では、ストックオプションの代わりに現物株式(自己株式)を支給した場合はどうなのでしょうか?
【自己株式を給与とした場合】
前回と同じ条件で、時価9万円の自己株式(取得時の時価も9万円とします)を給与として支給した場合の結果考えてみます。自己株式に関する会計基準に従って考えると、
自己株式の支給時受取金額-自己株式の取得原価=自己株式処分損益
よって、
0円(給与として支給するので受取金額0円)-9万円=△9万円
となります。
この『自己株式処分損益』は損益となっておりますが損益計算書は経由しません。資本取引として『自己株式処分損』がその他の資本剰余金に計上され、貸借対照表上の処理だけで完結してしまいます。

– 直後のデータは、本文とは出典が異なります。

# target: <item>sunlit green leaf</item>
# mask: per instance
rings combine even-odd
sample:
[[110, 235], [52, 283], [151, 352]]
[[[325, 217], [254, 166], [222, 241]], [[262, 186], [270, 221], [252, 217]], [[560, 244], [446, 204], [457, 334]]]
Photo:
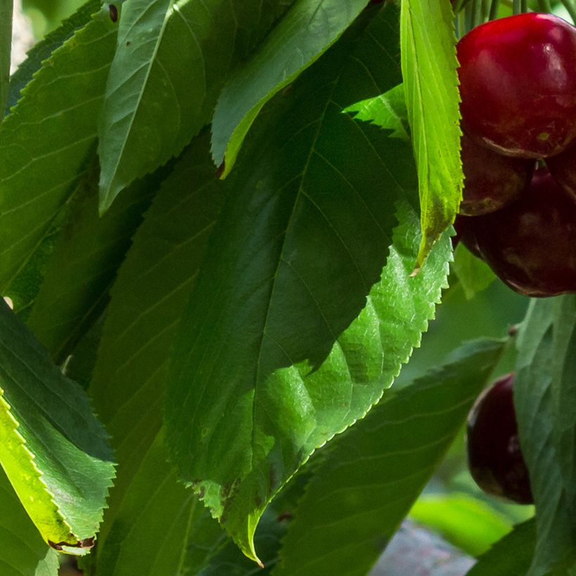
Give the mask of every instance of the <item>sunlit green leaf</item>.
[[4, 301], [0, 314], [0, 462], [44, 539], [85, 552], [114, 476], [104, 430]]
[[461, 429], [502, 349], [501, 341], [465, 344], [443, 367], [393, 388], [336, 438], [299, 503], [274, 573], [366, 574]]
[[462, 199], [456, 39], [450, 2], [402, 0], [401, 6], [402, 73], [420, 192], [419, 268]]

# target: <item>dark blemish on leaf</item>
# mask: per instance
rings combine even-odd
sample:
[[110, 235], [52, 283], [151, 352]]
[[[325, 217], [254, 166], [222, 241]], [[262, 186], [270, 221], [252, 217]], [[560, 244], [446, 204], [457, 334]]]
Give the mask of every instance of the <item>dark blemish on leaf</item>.
[[294, 514], [289, 511], [287, 510], [278, 516], [276, 520], [278, 522], [282, 522], [283, 520], [292, 520], [294, 518]]
[[118, 22], [118, 8], [114, 4], [108, 4], [108, 10], [110, 12], [110, 20], [114, 22]]
[[83, 540], [79, 540], [74, 544], [65, 542], [53, 542], [52, 540], [48, 540], [48, 544], [51, 548], [59, 551], [61, 551], [65, 546], [68, 548], [81, 548], [83, 550], [89, 550], [94, 546], [94, 537], [92, 536], [90, 538], [84, 538]]
[[218, 178], [218, 180], [222, 178], [222, 174], [224, 174], [224, 171], [226, 169], [226, 161], [224, 160], [220, 166], [218, 166], [216, 171], [216, 174], [214, 176]]

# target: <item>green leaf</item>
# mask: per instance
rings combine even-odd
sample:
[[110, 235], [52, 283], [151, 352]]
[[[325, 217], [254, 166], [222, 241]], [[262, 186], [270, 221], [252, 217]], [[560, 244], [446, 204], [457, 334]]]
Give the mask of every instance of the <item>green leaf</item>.
[[262, 107], [330, 46], [366, 0], [296, 0], [252, 57], [226, 82], [212, 119], [212, 155], [228, 174]]
[[27, 322], [57, 364], [66, 360], [107, 303], [117, 270], [160, 177], [134, 183], [100, 218], [98, 176], [95, 156], [71, 199], [69, 216]]
[[211, 117], [228, 75], [294, 0], [130, 0], [99, 124], [100, 212], [178, 155]]
[[[225, 537], [167, 462], [162, 434], [146, 451], [98, 544], [97, 573], [107, 576], [198, 574]], [[223, 572], [224, 573], [224, 572]]]
[[214, 176], [209, 149], [206, 133], [176, 162], [111, 291], [90, 386], [119, 463], [100, 549], [107, 546], [107, 532], [160, 428], [176, 326], [223, 203], [225, 190]]
[[0, 574], [58, 576], [58, 553], [40, 537], [1, 467], [0, 502]]
[[[355, 27], [255, 124], [174, 347], [173, 457], [253, 558], [267, 503], [391, 384], [445, 280], [445, 243], [429, 274], [408, 278], [410, 148], [341, 114], [398, 82], [398, 67], [380, 67], [397, 50], [395, 8], [373, 25], [351, 53]], [[397, 200], [407, 237], [379, 282]]]
[[464, 244], [459, 244], [454, 251], [454, 270], [467, 300], [485, 290], [496, 280], [492, 268], [474, 256]]
[[13, 0], [0, 0], [0, 121], [2, 119], [10, 85]]
[[88, 24], [91, 15], [98, 12], [101, 6], [100, 0], [89, 0], [70, 18], [64, 20], [58, 28], [46, 34], [28, 51], [26, 60], [18, 66], [10, 79], [6, 113], [13, 106], [16, 105], [20, 97], [20, 91], [32, 81], [34, 75], [41, 67], [42, 62], [48, 59], [79, 28]]
[[518, 342], [514, 402], [537, 534], [529, 575], [576, 562], [574, 302], [572, 295], [532, 301]]
[[84, 553], [114, 473], [105, 433], [81, 388], [0, 305], [0, 462], [42, 537]]
[[473, 556], [485, 552], [512, 528], [493, 508], [466, 494], [423, 495], [410, 515]]
[[366, 574], [462, 428], [503, 347], [465, 343], [337, 438], [300, 502], [275, 575]]
[[510, 576], [527, 574], [536, 544], [536, 521], [528, 520], [483, 554], [468, 576]]
[[0, 126], [0, 292], [25, 264], [93, 153], [115, 27], [107, 6], [46, 60]]
[[410, 142], [403, 84], [398, 84], [385, 94], [358, 102], [345, 108], [343, 112], [356, 112], [354, 117], [357, 120], [372, 122], [381, 128], [391, 130], [393, 138]]
[[417, 269], [462, 199], [453, 15], [443, 0], [403, 0], [402, 74], [418, 166], [422, 242]]

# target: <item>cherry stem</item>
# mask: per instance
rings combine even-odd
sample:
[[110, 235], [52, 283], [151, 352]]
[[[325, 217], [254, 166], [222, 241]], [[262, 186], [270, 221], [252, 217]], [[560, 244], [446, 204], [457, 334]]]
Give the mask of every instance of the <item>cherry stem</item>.
[[562, 6], [566, 9], [566, 12], [570, 14], [572, 24], [576, 24], [576, 7], [575, 7], [572, 0], [560, 0], [560, 1], [562, 3]]

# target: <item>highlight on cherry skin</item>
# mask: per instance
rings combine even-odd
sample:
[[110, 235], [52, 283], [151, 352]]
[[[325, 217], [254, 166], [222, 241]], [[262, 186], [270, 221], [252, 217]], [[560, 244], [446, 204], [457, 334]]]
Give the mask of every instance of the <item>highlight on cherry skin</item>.
[[537, 159], [576, 138], [576, 27], [518, 14], [473, 28], [457, 50], [462, 126], [476, 143]]
[[532, 504], [528, 470], [520, 447], [513, 400], [515, 374], [497, 379], [478, 397], [468, 417], [470, 473], [484, 492]]

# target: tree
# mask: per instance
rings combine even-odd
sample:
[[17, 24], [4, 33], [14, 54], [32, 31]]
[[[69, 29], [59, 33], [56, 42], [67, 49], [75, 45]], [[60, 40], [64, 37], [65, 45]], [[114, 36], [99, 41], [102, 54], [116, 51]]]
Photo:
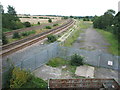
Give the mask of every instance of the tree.
[[48, 22], [51, 23], [51, 22], [52, 22], [52, 19], [48, 19]]
[[15, 30], [23, 28], [24, 25], [20, 22], [19, 18], [16, 15], [15, 9], [8, 5], [8, 13], [3, 13], [2, 15], [2, 28]]
[[6, 36], [5, 36], [5, 34], [2, 33], [2, 44], [5, 45], [7, 43], [8, 43], [8, 40], [7, 40]]
[[3, 9], [3, 6], [2, 5], [0, 5], [0, 14], [4, 14], [4, 9]]
[[80, 66], [83, 65], [83, 57], [77, 54], [71, 56], [71, 65]]
[[7, 9], [8, 9], [8, 14], [17, 15], [15, 8], [13, 8], [13, 6], [8, 5]]

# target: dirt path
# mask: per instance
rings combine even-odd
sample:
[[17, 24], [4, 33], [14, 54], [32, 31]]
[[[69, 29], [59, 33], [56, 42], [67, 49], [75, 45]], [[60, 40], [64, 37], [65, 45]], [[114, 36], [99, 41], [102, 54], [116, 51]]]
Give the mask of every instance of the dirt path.
[[73, 44], [74, 48], [86, 49], [86, 50], [101, 50], [107, 52], [107, 43], [104, 38], [90, 26], [88, 29], [82, 29], [84, 32], [80, 33]]

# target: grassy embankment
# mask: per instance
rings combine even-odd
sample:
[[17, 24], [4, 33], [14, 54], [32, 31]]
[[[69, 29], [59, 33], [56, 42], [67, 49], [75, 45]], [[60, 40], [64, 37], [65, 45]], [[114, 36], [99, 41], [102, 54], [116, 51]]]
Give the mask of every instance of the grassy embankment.
[[108, 45], [108, 52], [113, 55], [120, 55], [120, 51], [118, 50], [119, 42], [117, 38], [114, 36], [114, 34], [101, 29], [96, 29], [96, 31], [98, 31], [110, 44]]
[[62, 72], [69, 72], [72, 78], [84, 78], [75, 75], [75, 70], [77, 66], [72, 66], [70, 60], [64, 60], [62, 58], [53, 58], [47, 63], [47, 65], [58, 68], [61, 68], [62, 66], [66, 66], [65, 68], [62, 68]]
[[64, 46], [70, 47], [79, 37], [80, 33], [84, 32], [82, 29], [87, 29], [90, 27], [91, 22], [88, 21], [80, 21], [78, 20], [76, 23], [77, 27], [74, 29], [72, 35], [70, 35], [64, 43]]

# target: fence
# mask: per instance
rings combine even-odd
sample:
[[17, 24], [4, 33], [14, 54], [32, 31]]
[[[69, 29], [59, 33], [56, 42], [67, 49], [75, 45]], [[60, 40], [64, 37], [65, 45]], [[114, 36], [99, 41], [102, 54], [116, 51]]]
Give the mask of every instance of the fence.
[[[41, 65], [47, 63], [51, 58], [60, 57], [70, 60], [70, 56], [75, 53], [83, 55], [85, 57], [84, 61], [87, 64], [120, 70], [120, 60], [118, 60], [120, 59], [119, 56], [103, 53], [101, 51], [87, 51], [70, 47], [62, 47], [59, 43], [55, 42], [49, 45], [34, 46], [3, 58], [2, 74], [3, 76], [7, 75], [6, 72], [9, 70], [11, 63], [21, 69], [29, 69], [33, 71]], [[109, 61], [112, 62], [113, 65], [108, 65]], [[5, 81], [5, 77], [3, 77], [3, 81]]]

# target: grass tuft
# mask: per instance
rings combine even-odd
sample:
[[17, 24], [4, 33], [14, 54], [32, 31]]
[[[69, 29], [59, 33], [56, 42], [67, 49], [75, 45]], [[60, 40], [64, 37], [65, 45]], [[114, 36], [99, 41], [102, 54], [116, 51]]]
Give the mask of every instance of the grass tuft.
[[108, 46], [108, 52], [113, 55], [120, 55], [120, 51], [118, 50], [119, 42], [117, 38], [112, 34], [111, 32], [107, 32], [101, 29], [96, 29], [104, 38], [105, 40], [110, 44]]

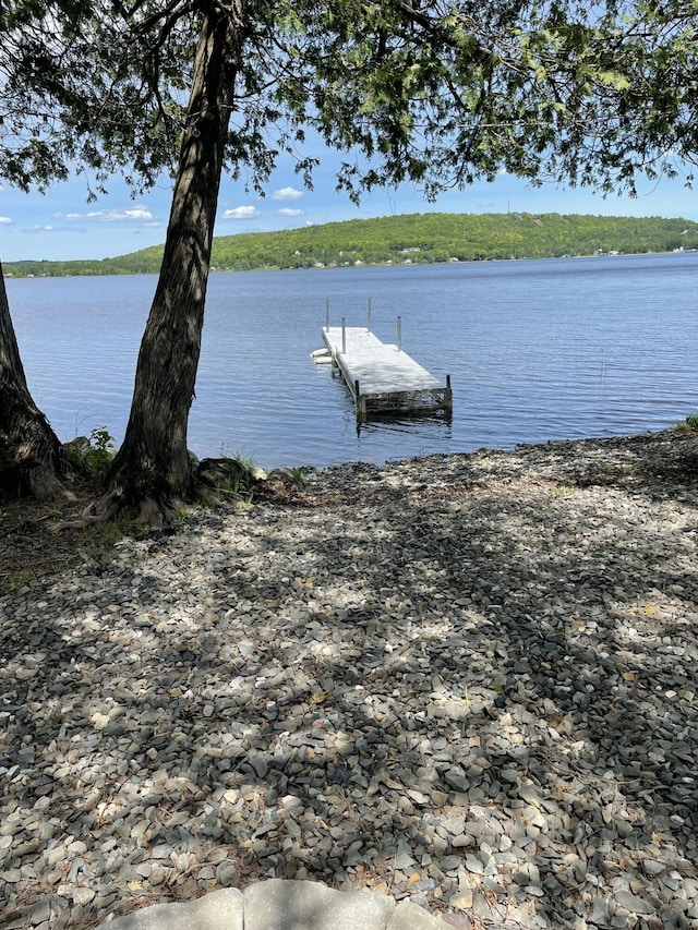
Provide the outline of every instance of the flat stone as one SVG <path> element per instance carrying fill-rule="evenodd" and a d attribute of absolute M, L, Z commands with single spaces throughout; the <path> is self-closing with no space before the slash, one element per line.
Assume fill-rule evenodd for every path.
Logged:
<path fill-rule="evenodd" d="M 244 930 L 242 893 L 222 889 L 185 904 L 155 904 L 99 930 Z M 270 928 L 269 928 L 270 930 Z"/>

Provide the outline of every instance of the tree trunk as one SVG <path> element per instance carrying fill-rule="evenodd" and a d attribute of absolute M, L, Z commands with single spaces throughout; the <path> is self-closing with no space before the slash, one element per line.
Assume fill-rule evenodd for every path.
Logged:
<path fill-rule="evenodd" d="M 233 4 L 237 7 L 237 4 Z M 123 445 L 97 510 L 136 507 L 144 522 L 170 521 L 191 497 L 186 448 L 214 221 L 243 32 L 231 13 L 202 25 L 165 253 L 141 342 Z"/>
<path fill-rule="evenodd" d="M 26 384 L 0 264 L 0 496 L 61 497 L 62 461 L 58 436 Z"/>

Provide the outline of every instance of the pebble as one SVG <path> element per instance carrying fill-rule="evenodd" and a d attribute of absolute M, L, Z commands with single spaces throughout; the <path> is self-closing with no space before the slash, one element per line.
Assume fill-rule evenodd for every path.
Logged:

つまり、自己株式は、従業員に支給しても費用計上がないのです。
【3つの給与支給方法を比較すると】
現金支給、ストックオプション発行、自己株式支給のそれぞれの方法による会計上の処理を簡単に比較してみます。
前回と同じく従業員に9万円(相当額)の給与を支給するとしましょう。この場合の支払方法としては下記の3つの選択肢があるのですが、
1)現金9万円を支給→9万円が費用計上
2)公正な評価額が9万円のストックオプションを発行→9万円が費用計上
3)時価9万円の自己株式を支給→資本項目から控除のため、費用計上無し
のように、いずれも経済的には同じ価値を支給しているにもかかわらず、その支払方法の違いで異なる会計処理が行われることになります。
語弊があるかもしれませんが、上記から考えると、自己株式を給与として支給することは費用計上を行わずに給与を支払える方法であると言えるかもしれません。
取得に際してキャッシュの流出はありますが、それは1)現金支給の場合も同じですし。
給料をもらうほうの希望も関係しますが、自己株式の活用も検討する価値はありますね。